Washington’s attempts to incorporate Ukraine into NATO after the collapse of the Soviet Union were not prudent, former US Secretary of State Henry Kissinger said on Friday.
Speaking to the Council on Foreign Relations, a non-partisan US think tank, the 99-year-old veteran diplomat argued that Washington tried to indiscriminately include all former members of the Soviet bloc under its umbrella after the Berlin wall fell, and that the “whole region between the center of Europe and Russian border became open to restructure.”

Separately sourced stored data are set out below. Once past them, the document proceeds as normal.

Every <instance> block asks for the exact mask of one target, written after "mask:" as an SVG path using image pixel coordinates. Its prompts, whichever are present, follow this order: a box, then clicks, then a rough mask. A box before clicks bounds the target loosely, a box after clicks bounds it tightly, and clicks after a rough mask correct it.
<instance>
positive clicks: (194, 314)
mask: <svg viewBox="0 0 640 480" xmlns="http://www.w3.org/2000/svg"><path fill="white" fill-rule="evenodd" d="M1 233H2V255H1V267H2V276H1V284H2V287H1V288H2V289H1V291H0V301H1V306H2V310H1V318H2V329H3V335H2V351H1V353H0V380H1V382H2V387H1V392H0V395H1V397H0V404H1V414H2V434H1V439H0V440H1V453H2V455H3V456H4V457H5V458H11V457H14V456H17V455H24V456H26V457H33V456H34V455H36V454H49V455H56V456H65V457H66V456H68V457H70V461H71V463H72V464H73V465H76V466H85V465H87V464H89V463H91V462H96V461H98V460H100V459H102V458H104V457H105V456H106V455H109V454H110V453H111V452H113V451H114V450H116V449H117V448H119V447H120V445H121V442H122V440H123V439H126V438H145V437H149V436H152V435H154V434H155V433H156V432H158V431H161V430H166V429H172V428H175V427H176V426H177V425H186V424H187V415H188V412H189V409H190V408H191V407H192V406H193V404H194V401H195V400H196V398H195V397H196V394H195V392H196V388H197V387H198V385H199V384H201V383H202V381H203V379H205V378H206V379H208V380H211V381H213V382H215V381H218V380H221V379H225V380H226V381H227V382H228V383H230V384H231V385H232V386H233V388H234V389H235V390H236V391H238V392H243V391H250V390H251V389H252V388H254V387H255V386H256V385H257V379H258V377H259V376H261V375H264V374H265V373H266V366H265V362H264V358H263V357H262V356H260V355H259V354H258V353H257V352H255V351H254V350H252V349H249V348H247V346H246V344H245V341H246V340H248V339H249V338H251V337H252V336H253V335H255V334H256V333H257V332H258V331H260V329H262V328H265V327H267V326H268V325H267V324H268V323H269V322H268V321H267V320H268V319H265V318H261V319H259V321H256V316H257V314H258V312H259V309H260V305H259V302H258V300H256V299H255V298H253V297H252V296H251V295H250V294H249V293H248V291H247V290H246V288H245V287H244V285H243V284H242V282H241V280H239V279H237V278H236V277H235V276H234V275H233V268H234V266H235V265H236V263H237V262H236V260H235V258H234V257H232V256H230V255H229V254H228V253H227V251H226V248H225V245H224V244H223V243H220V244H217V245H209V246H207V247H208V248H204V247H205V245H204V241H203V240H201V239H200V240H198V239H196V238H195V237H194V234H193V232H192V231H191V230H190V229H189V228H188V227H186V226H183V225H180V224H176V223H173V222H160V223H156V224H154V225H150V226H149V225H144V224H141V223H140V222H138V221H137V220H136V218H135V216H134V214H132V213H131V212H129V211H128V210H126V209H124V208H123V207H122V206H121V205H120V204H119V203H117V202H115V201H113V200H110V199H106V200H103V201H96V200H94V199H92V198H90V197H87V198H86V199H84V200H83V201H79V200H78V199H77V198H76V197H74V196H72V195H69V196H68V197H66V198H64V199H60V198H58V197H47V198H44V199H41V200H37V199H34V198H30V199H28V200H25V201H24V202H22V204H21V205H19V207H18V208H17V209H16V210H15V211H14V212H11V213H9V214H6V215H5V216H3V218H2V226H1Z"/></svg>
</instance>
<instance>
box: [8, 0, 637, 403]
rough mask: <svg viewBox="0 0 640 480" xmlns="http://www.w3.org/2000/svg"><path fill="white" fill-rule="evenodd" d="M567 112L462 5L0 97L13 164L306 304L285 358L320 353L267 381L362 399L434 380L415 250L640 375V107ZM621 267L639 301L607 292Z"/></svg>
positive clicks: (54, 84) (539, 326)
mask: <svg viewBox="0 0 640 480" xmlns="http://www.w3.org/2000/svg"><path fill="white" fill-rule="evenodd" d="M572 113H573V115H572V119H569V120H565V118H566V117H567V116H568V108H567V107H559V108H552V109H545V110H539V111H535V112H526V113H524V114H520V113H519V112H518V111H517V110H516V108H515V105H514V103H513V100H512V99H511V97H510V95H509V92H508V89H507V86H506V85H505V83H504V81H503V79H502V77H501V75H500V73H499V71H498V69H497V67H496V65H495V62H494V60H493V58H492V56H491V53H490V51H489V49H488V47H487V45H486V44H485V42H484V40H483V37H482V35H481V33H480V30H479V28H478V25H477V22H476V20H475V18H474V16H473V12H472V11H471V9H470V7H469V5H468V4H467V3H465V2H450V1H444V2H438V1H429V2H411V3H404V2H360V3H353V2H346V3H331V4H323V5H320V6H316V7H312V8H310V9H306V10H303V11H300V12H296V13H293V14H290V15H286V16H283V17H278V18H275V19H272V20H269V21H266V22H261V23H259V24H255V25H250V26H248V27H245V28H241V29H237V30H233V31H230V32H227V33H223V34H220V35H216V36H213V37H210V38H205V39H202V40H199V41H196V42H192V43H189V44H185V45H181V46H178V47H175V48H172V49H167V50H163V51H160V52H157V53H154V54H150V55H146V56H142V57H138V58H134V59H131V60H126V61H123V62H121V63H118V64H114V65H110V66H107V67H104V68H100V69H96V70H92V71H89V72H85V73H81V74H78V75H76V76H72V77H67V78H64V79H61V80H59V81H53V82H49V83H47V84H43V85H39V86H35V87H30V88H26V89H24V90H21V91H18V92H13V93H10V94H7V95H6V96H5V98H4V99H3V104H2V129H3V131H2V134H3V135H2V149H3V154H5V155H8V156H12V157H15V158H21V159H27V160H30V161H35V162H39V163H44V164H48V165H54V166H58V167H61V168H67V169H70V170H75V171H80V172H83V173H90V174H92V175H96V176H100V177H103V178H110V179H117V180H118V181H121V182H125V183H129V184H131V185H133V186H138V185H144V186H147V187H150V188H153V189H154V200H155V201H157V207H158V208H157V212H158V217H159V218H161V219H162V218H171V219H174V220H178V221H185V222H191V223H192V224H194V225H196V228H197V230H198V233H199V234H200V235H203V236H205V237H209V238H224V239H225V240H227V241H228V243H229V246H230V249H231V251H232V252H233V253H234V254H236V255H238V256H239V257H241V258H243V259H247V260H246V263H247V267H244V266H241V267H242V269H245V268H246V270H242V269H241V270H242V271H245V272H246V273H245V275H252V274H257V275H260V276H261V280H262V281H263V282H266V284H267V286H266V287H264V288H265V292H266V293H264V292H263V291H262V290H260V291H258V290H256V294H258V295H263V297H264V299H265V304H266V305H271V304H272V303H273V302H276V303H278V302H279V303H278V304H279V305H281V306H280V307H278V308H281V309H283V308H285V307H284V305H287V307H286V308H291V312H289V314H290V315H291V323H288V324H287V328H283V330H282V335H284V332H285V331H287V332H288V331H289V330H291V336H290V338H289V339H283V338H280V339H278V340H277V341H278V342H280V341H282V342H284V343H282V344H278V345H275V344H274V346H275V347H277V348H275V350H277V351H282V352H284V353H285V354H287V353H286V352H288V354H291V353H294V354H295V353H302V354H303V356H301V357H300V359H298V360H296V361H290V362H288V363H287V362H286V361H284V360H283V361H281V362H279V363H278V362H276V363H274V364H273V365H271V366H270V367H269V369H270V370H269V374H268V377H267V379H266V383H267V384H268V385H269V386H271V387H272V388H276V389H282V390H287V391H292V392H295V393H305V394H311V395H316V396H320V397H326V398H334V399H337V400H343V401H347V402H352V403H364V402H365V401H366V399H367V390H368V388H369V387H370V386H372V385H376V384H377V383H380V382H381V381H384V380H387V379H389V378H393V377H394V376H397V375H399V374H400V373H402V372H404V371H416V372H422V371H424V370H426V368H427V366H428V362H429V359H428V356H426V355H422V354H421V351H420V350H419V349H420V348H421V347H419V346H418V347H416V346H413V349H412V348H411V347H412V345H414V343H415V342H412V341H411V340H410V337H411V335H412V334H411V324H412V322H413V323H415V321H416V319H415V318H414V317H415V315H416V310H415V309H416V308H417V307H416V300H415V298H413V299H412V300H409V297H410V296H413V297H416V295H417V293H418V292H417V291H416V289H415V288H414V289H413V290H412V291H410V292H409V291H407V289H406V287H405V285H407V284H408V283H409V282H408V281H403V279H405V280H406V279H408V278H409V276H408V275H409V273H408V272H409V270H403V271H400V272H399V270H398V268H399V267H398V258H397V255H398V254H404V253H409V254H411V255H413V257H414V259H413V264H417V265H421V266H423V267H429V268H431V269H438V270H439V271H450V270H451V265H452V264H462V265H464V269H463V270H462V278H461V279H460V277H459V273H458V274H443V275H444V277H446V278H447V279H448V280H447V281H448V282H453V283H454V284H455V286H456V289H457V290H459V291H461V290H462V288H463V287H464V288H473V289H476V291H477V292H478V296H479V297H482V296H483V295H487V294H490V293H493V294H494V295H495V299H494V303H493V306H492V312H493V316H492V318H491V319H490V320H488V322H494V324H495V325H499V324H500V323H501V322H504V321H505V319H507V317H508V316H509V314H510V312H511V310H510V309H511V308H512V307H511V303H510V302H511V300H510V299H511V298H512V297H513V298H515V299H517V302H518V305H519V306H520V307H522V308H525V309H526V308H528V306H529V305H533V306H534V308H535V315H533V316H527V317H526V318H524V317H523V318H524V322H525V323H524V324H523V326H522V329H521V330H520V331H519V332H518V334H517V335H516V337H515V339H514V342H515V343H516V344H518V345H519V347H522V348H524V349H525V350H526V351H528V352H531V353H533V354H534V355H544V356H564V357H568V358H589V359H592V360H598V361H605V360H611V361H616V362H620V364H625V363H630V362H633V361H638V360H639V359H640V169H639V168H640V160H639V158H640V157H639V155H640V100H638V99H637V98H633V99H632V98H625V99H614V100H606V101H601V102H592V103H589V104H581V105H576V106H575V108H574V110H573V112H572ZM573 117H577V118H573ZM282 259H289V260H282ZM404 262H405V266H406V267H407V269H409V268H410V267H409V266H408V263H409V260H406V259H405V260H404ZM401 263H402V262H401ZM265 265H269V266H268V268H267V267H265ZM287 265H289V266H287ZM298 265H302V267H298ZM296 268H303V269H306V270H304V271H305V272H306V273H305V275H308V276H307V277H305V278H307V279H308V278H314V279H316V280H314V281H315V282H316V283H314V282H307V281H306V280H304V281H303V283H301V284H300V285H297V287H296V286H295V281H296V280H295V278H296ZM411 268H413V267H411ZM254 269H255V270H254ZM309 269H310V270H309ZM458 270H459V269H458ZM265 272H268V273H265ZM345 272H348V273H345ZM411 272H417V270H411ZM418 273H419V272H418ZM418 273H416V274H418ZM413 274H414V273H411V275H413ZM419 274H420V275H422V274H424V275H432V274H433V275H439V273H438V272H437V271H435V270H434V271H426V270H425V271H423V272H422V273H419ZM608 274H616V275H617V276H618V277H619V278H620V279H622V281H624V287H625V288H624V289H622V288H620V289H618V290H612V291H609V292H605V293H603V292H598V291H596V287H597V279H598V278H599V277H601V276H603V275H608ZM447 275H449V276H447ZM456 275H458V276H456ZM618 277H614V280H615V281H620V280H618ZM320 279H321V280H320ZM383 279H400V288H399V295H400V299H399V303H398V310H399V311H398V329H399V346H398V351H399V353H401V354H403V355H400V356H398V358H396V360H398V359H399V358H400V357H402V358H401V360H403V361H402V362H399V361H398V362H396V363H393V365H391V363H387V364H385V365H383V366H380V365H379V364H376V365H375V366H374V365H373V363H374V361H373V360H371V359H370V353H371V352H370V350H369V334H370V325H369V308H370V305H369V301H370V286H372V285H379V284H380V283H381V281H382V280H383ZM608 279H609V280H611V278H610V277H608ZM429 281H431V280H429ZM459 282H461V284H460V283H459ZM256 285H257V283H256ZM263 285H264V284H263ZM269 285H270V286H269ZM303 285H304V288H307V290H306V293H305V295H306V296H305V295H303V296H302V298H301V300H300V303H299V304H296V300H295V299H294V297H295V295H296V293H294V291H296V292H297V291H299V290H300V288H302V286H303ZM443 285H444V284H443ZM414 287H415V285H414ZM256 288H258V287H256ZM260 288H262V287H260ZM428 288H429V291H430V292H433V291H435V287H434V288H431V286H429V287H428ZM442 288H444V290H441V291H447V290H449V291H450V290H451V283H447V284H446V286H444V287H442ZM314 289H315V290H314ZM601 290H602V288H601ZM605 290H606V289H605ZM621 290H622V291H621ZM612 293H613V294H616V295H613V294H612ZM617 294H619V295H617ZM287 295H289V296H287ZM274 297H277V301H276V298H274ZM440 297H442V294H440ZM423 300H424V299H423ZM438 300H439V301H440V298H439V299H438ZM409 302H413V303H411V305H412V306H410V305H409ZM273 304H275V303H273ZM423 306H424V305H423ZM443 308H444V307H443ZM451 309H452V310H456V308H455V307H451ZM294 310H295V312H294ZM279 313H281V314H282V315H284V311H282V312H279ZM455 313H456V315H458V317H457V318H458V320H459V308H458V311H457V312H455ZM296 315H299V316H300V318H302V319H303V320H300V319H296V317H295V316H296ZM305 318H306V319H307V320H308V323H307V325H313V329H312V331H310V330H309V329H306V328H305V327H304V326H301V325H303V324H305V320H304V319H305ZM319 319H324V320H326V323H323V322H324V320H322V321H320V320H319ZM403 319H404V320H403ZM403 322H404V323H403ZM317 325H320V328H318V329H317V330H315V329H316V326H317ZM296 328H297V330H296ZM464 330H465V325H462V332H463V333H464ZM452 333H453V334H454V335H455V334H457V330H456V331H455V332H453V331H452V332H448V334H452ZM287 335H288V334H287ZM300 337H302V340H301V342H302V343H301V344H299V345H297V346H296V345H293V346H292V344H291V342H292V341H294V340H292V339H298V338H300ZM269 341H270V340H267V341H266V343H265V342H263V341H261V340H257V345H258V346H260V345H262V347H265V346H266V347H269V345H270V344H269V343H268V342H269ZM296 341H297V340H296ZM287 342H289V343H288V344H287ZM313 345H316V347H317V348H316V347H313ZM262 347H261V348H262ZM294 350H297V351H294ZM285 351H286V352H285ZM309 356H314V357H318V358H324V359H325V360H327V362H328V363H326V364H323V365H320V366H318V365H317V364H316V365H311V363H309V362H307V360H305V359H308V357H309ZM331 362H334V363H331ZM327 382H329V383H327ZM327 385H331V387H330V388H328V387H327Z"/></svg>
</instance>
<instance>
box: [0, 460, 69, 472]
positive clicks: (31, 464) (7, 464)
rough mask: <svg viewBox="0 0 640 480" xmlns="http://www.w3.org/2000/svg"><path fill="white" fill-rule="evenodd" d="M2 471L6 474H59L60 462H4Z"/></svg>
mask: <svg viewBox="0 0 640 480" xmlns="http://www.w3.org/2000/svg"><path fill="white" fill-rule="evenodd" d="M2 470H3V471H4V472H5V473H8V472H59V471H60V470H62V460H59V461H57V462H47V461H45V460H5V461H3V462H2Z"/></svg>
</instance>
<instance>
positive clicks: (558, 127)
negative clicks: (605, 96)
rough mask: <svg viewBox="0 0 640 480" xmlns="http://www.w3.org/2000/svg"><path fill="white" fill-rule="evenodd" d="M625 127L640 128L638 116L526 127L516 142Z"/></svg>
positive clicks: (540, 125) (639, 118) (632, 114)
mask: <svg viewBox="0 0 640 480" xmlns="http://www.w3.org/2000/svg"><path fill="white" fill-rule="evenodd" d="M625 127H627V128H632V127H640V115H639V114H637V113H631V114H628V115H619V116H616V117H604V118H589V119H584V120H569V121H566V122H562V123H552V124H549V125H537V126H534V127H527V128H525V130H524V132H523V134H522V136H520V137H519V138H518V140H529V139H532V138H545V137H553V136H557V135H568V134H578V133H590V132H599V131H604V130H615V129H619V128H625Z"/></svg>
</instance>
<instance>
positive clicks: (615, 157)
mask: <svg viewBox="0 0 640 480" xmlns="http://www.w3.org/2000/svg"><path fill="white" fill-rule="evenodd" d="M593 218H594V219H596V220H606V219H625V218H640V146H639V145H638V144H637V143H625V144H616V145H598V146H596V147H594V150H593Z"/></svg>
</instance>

“From the Russian point of view, the United States then attempted to integrate this whole region, without exception, into an American-led strategic system,” he said, adding that this development basically removed Russia’s historic “safety belt.”

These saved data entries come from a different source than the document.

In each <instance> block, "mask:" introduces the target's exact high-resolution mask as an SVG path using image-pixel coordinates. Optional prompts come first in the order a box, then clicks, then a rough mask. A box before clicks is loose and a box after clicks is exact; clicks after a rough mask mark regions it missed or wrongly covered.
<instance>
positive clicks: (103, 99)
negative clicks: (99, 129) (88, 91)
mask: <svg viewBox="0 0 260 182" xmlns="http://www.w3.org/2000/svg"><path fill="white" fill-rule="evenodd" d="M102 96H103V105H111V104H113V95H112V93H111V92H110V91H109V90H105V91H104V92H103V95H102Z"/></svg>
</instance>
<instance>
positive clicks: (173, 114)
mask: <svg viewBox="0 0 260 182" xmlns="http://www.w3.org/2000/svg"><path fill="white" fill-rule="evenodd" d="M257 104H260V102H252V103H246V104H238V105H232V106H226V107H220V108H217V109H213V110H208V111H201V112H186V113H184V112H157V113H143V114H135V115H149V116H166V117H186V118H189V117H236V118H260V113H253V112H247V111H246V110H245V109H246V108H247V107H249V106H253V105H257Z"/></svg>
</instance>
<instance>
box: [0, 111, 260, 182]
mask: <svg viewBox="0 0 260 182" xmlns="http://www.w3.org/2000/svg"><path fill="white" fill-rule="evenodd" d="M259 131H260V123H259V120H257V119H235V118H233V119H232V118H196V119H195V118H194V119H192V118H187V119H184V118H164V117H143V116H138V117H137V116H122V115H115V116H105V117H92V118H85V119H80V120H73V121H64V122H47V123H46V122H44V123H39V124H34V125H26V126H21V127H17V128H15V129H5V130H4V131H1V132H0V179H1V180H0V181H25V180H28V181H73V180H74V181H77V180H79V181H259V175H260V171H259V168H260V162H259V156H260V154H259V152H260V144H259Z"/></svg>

Kissinger thus stressed that “it was not a wise American policy to attempt to include Ukraine into NATO.”
He does not believe, however, that this justifies attempts by Russian President Vladimir Putin to re-incorporate Ukraine into Moscow’s sphere of influence by a “surprise attack.”
Kissinger said he does not know if it is possible to make peace with the Russian leader, but stressed that the West “must seek an opportunity for an arrangement that guarantees Ukrainian freedom” and keeps the country part of the European system.
Moreover, Kissinger opined that in a way, Russia has “already lost the war” because its capacity to threaten Europe with conventional attacks, which it had enjoyed for decades or even centuries, “has now been demonstrably overcome.”
Despite that, the former secretary of state signaled that sooner or later, the West and Russia must engage in dialogue. “Some dialogue, maybe on an unofficial level, maybe in an exploratory way is very important,” he reiterated, adding that “in the nuclear environment” such an outcome is preferable to a “battlefield decision.”
In early August, Kissinger warned that the US had found itself “at the edge of war with Russia and China on issues which we partly created,” arguing that Washington has rejected traditional diplomacy, as it has been “seeking to convert or condemn their interlocutors rather than to penetrate their thinking.”